Читаем Chase the Morning полностью

I was allowed to pass on to my desk with a small sheaf of mail, a circular from the Brazilian Aduana, and instructions to sit down and take it easy. Dave Oshukwe was at his desk already, head down over his terminal, rattling keys; he lifted a limp brown hand to me, leaving a comet of expensive cigarette smoke in the air, but thankfully didn’t look up. I settled down in my armchair, flicked on my terminal and settled back to let it warm up and log on. The firm leather upholstery of the chair enveloped me and bore up my sore arm, the chrome of the recline lever cool beneath my fingers. I touched the wood of the desk, solid under glassy layers of polish and varnish. I ran a finger along the terminal casing, mirror-smooth and clean and dustless, and felt the faint shiver of the current beneath. This – this was what it was all about.

I’d been half off my head last night. Hallucinating, almost. Sick and dizzy from that stab, no doubt about it, half drunk and unhappy; seeing everything through a haze. Small wonder I’d cast a romantic aura round places that were shabby or just plain squalid, over people – well, good-hearted enough, okay, but underprivileged, uneducated, simple, rough. Or since we were forgetting the euphemisms, downright crude and backward. I’d turned something utterly ordinary into a strange, feverish experience. That was the truth beneath the dream. All this was real. This was every day, this was my life. Here was Clare with a cup of coffee, just like every day; only for once she hadn’t tried to slip me sweeteners instead of sugar. ‘You need building up!’ she said. ‘If you’ve lost a whole lot of blood like that –’

‘Hey, don’t I get any?’ demanded Dave.

Clare sniffed. ‘Yours is coming. Steve’s hurt himself!’

‘Oh yah, I heard.’ He peered around his terminal. ‘How’s you, me old massa? Can’t be too bad, he’s still upright, enney? Not on crutches or in a bathchair or anything!’

‘Can’t you see how pale he is?’ Clare protested, so fervently it took me aback.

Dave crowed. ‘Me you’re asking that? All you palefaces look alike to me –’ He ducked as Clare swiped at his ear. ‘Okay, okay, maybe he does look a bit green! That’s usual – good night out, was it, Steve? Wasser name then?’ Dave’s real accent came from a very upmarket school, better than mine, but he would try to sound like an East End kid.

‘Come on, Dave, I cut my arm, that’s all.’ I turned to Clare, still fussing over me, trying to find out what sort of bandage I had on and getting my eyes full of long blonde hair. ‘Better get him some coffee too, love, or he’ll be impossible all morning. Instead of just improbable. Oh, and ask Barry if he’s spoken to Rosenblum’s yet …’

It gave me an excuse to get rid of her. I needed it. Clare in this mother-hen mode unnerved me. By the time she got back I could be comfortably sunk in my work, much too busy to let things get personal again. ‘And you, Dave, anything turned up on this Kenya container mess yet?’

He lounged over to the printer and ripped off the protruding form. ‘Just sorting it out when you came in, boss. Been sitting up a branch siding near the airport, getting mouldy. They’re scrubbing it out now, with apologies. I’ve slapped on demurrages up to today, but told them to hang on to it till we see if there’s some kind of return load we can get.’
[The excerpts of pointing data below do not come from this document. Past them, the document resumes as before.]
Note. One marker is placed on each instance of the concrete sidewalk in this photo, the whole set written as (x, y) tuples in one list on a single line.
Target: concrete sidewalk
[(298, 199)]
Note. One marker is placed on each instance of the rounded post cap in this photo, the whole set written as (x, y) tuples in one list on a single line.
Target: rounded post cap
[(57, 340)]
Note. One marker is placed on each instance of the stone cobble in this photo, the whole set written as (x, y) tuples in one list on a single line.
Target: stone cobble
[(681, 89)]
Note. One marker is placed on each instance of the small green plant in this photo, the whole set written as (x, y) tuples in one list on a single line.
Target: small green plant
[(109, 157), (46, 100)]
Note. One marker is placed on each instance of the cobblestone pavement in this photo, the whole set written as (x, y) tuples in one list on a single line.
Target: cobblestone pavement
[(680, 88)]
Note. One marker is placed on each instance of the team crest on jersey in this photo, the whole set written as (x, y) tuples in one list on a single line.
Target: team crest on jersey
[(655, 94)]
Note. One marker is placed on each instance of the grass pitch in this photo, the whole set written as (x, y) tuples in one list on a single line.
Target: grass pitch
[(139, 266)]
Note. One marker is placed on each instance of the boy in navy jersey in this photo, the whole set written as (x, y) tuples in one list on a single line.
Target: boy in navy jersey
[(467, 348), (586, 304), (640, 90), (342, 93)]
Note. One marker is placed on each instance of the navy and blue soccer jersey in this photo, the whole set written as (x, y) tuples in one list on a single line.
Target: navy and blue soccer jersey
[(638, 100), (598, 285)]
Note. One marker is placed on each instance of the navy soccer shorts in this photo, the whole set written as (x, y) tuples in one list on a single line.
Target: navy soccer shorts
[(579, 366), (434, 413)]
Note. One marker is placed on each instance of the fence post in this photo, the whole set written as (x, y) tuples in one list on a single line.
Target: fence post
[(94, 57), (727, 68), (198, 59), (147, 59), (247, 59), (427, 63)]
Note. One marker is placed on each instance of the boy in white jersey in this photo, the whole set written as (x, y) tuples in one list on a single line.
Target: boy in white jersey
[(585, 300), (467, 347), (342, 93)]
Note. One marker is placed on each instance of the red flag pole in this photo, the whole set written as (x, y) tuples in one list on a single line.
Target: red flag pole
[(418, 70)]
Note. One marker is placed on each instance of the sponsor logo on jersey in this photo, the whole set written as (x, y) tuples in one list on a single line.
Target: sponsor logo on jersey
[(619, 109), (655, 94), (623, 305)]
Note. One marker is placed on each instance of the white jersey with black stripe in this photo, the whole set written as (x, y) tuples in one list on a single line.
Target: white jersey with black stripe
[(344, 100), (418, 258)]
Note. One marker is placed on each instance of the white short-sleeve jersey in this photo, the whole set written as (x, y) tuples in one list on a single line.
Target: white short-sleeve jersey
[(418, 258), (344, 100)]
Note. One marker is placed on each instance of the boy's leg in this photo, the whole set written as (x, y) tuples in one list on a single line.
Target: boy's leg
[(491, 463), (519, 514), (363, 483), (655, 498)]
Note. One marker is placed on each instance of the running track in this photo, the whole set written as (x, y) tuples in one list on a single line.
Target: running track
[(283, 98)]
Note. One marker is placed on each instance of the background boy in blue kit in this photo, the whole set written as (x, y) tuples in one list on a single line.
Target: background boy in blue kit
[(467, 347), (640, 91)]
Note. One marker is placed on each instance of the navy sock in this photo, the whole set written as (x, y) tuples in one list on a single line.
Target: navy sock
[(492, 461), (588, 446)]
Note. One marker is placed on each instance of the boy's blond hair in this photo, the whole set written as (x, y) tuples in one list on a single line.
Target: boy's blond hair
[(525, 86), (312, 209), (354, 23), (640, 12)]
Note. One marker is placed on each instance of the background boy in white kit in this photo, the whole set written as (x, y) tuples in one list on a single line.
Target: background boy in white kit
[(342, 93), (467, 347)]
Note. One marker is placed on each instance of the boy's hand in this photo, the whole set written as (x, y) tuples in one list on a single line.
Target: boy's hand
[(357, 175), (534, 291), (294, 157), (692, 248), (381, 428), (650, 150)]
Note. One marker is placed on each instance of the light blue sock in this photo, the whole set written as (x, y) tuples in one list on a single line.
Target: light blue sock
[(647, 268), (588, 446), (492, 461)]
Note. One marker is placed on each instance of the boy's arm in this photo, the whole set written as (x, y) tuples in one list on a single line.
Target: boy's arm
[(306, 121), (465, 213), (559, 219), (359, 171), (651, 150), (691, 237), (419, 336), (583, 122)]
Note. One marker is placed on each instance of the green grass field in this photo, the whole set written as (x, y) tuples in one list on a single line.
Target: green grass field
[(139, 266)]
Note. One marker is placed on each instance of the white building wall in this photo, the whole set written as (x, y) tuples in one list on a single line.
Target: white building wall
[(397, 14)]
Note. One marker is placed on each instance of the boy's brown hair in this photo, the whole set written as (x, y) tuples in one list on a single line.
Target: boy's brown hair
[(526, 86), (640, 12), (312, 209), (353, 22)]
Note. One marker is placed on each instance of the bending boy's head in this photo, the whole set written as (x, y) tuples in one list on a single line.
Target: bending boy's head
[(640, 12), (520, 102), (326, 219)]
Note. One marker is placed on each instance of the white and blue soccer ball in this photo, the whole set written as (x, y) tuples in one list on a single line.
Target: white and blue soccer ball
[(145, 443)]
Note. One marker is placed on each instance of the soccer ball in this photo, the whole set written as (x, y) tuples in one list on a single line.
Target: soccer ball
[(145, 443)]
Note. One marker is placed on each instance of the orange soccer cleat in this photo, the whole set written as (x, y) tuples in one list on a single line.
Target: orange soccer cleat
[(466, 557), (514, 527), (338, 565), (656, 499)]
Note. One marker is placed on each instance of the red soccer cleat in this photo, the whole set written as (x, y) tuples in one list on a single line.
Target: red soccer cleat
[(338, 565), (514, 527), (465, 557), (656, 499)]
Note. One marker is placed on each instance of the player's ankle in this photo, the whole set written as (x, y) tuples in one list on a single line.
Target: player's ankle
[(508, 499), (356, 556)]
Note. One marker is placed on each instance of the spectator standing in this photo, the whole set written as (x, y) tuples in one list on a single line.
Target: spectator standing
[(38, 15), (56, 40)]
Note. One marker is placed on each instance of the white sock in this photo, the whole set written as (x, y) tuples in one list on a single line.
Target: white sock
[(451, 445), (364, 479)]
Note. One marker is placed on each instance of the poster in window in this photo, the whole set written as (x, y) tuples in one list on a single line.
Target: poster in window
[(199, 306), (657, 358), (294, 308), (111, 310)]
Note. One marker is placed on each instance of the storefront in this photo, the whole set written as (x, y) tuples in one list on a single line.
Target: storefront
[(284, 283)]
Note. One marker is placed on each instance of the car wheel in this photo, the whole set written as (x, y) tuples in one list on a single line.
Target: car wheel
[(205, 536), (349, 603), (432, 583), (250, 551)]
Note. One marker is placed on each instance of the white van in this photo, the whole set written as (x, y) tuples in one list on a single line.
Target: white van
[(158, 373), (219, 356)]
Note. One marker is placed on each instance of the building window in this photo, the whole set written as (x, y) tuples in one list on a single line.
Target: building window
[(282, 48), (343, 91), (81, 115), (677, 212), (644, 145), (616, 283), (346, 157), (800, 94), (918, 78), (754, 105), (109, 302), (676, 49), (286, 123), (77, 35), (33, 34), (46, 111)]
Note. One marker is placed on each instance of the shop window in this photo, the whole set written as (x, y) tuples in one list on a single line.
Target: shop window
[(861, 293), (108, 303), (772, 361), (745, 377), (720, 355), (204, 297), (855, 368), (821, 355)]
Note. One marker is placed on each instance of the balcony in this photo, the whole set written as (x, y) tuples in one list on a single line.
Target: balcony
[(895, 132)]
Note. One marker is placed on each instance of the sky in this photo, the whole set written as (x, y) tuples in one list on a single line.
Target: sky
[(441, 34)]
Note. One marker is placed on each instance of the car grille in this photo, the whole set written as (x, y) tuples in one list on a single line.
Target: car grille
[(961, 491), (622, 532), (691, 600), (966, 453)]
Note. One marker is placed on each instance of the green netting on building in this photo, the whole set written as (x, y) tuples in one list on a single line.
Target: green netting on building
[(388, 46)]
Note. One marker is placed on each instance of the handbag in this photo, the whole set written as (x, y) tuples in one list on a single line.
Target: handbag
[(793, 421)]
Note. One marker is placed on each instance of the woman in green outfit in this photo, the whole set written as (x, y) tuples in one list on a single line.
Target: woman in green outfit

‘From Kenya? Should be, for a refrigerated container. That’s well done, Dave.’ I typed for some listings on my terminal, and peered down them. ‘I’ll get on to Hamilton, for a start, and see if he wants an extra half-tonne of red snapper this week. Meanwhile, could you get me those roughs on the German veg oil contract? And all that EEC crap about shipping it –’

The phone buzzed before I could pick it up. ‘Barry for you,’ said Clare, ‘about the Rosenblum’s business – urgent!’

Yes, this was real life all right.

And yet, as the day wore on, I found it wasn’t quite the same. I sank myself into my work, determined not to be distracted, not to let myself maunder over weird wonderings about last night; I kept Dave and Clare too busy chasing this way and that to chaff or cluck over me. It seemed to get results. I managed to wrap up everything that could be settled that day in little more than half the normal time. And yet it left me less at ease, less satisfied than ever.

‘Not feverish or anything, are we?’ enquired Barry, perching elegantly on the edge of my desk and flicking through a sheaf of forms as if pulling the petals off a rose. He tapped his long blunt nose. ‘I mean, you know as well as I do how bloody important every one of these contracts is, Steve. I’d far rather you took your time and went through them with your usual sharpened toothcomb than – well, skated over something significant.’

I grinned. ‘Can’t win, can I? You’ve been after me for years to speed up contracts – then today I hit one lucky streak and suddenly you’re flagging me down! They’re all right, Barry. Don’t worry about it.’